Safety: Safer Than Sonnet 4.6, Behind Opus on the Hardest Tests

  laude Sonnet 4.6 vs Sonnet 5 vs Opus 4.8 vs Mythos Preview on the behavioral audit

More agentic power without tighter safety is a problem. Anthropic addressed this directly.

Pre-deployment evaluations found Sonnet 5 is safer than Sonnet 4.6. It refuses malicious requests more reliably, resists prompt-injection hijacks better, and shows lower rates of hallucination and sycophancy.

On the automated behavioral audit, which tests for a wide range of misaligned behaviors including cooperation with misuse and deception, Sonnet 5 scored lower than Sonnet 4.6. That means fewer undesirable behaviors overall. However, it shows somewhat higher rates than the more capable Opus 4.8 and Claude Mythos Preview.

On cybersecurity: Anthropic did not deliberately train Sonnet 5 on cybersecurity tasks. In a test building working exploits for Firefox 147 vulnerabilities, Sonnet 5 never produced a full working exploit (0%). It shows a slightly higher partial success rate than Sonnet 4.6 likely from general intelligence gains, not specific training.

Sonnet 5 launches with cyber safeguards enabled by default. These are the same safeguards present in Opus 4.7 and 4.8, detecting and blocking dangerous cyber usage in real time.

What Real Agentic Behavior Looks Like

Benchmark numbers tell one story. What engineers actually observed during early access tells another.

Testers described a model that finishes complex tasks where previous Sonnet models would stop short, that checks its own output without being asked, and that does all of this agentic work at an attractive price point.

One Rust engineer at Zed reported: the model found a bug, wrote a reproducing test, fixed it, stashed the fix, and confirmed the bug returned without it, all in a single pass, without a prompt asking it to do any of those steps. That is not instruction following. That is autonomous quality control.

Anthropic describes Sonnet 5 as offering superior instruction following, tool selection, and error correction for autonomous workflows, reliably handling complex, multi-step tasks that require sustained coherence and adaptive decision-making.

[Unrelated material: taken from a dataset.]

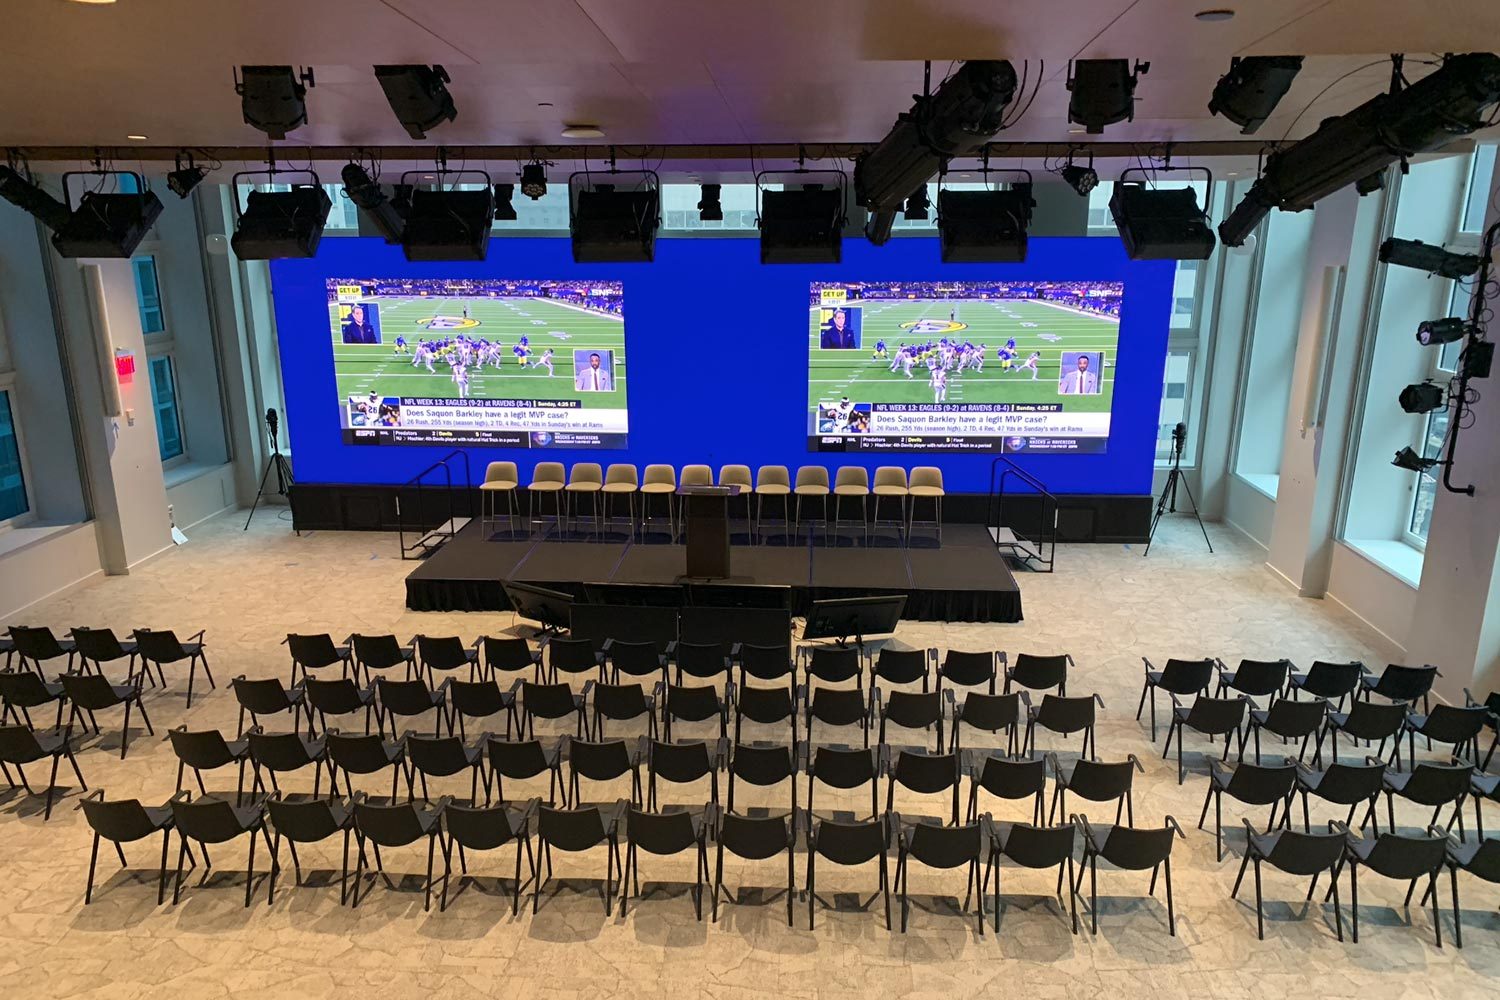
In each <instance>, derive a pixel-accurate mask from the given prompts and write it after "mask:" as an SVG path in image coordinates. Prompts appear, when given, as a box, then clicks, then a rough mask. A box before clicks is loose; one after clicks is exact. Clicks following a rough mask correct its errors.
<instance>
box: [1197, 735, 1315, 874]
mask: <svg viewBox="0 0 1500 1000" xmlns="http://www.w3.org/2000/svg"><path fill="white" fill-rule="evenodd" d="M1296 778H1298V762H1296V760H1293V759H1292V757H1284V759H1283V763H1280V765H1253V763H1245V762H1244V760H1242V762H1241V763H1239V766H1238V768H1235V769H1233V771H1229V769H1226V768H1224V765H1221V763H1220V762H1218V760H1215V759H1212V757H1209V787H1208V792H1205V793H1203V811H1202V813H1200V814H1199V829H1203V822H1205V820H1208V816H1209V799H1212V801H1214V855H1215V858H1214V859H1215V861H1224V796H1226V795H1227V796H1229V798H1232V799H1235V801H1236V802H1242V804H1245V805H1269V807H1271V816H1269V817H1268V819H1266V832H1268V834H1269V832H1271V831H1272V829H1275V828H1277V807H1281V808H1283V813H1281V825H1283V826H1292V796H1293V795H1295V792H1296Z"/></svg>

The pattern across early access partners is consistent. Sonnet 5 excels at finishing complex tasks where previous versions stopped short, checks its own output without being prompted, and does this at a price that makes the choice easy.

Conclusion

Sonnet 4.6 was a good model that ran out of road on the tasks that matter most in 2026: long-horizon agents, autonomous debugging, and multi-tool orchestration without a human in the loop.

Sonnet 5's pitch is confirmation that agentic capability is the new baseline expectation at every price tier. The differentiator is no longer who can do agentic work, but how cheaply and how reliably without human oversight.

The benchmarks are clear. The real-world testimonials from early access partners are consistent. Sonnet 5 sits clearly above Sonnet 4.6 across every tested category, and clearly below Opus 4.8 on everything except knowledge work, where it matches or nudges ahead.

If you were using Sonnet 4.6 because Opus felt like overkill, Sonnet 5 is the model you were waiting for. If you were using Opus because Sonnet kept stalling, test Sonnet 5 at high effort first before renewing that commitment.

The gap just got a lot smaller, and that changes the math for almost every production agent running today.

FAQs

Q1. What are the biggest improvements in Claude Sonnet 5 over Sonnet 4.6?

Claude Sonnet 5 introduces stronger agentic reasoning, improved multi-step task completion, selectable reasoning effort levels, better coding performance, and enhanced tool use, making it far more autonomous than Sonnet 4.6.

Q2. Should I choose Claude Sonnet 5 or Opus 4.8 for production AI agents?

Claude Sonnet 5 is ideal for most production AI agents because it delivers near-Opus performance at a significantly lower cost. Opus 4.8 remains the better choice for frontier research and the most demanding reasoning tasks.

Q3. Is Claude Sonnet 5 more cost-effective than Sonnet 4.6?

Yes. Despite using a newer tokenizer, Claude Sonnet 5 offers better performance per dollar, improved agent reliability, and introductory pricing that makes upgrading from Sonnet 4.6 highly attractive.